Ben hayatımı dört farklı insan olarak yaşıyorum. Durup düşününce bunun size ne kadar saçma geliyor olabileceğini ben de fark ediyorum; ancak bu farkındalık olayın gerçekliğini değiştirmiyor elbet. Evet, ben bana bahşedilen bu hayatı –üstelik sadece ruhen değil, bedenen de- dört kişi olarak sürdürüyorum.

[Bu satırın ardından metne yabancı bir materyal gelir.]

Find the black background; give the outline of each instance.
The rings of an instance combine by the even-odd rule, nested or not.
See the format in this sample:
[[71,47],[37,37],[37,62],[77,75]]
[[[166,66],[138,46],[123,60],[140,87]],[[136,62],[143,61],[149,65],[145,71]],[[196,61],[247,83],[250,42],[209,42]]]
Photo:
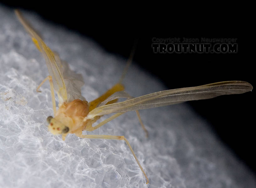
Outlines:
[[[118,8],[114,6],[116,4],[101,4],[100,8],[99,4],[3,3],[32,10],[51,22],[92,38],[109,53],[127,58],[135,40],[138,39],[133,63],[158,77],[170,89],[232,80],[255,85],[249,28],[254,22],[247,22],[250,17],[241,12],[242,8],[237,9],[240,5],[217,10],[191,5],[188,10],[182,5],[149,5],[135,9],[137,5],[128,3]],[[221,8],[224,11],[220,12]],[[156,54],[152,47],[153,37],[236,38],[238,51]],[[189,104],[255,173],[254,92]]]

İlk kişimin adı Edward Jr. Pole. Onu genellikle hafta içleri yaşıyorum. Büyük dedem, Edward Jerome Pole’un kurduğu, önce küçük bir fabrikadan ibaret olan; ancak şimdi milyonlarca hissesi piyasada dolanan kocaman bir şirketin sahibi... Saçları gür ama önleri azıcık açık, her zaman şık, sigara alkol gibi kötü alışkanlıklardan uzak duran, en şık restoranların müdavimi, en alımlı, en güzel ancak ne yazık ki konuşacak çok da bir şey bulamadığı kadınlarla birlikte olan ve ertesi gün hemen hemen hepsini unutan, ekonomi dergilerinde yayınlanacak olan röportajlarından önceki yarım saatini makyajına ayıran, küstah, bencil bir adam... Kendisini sevmiyor değilim, ancak keşke bu kadar çok işkolik olmasaydı.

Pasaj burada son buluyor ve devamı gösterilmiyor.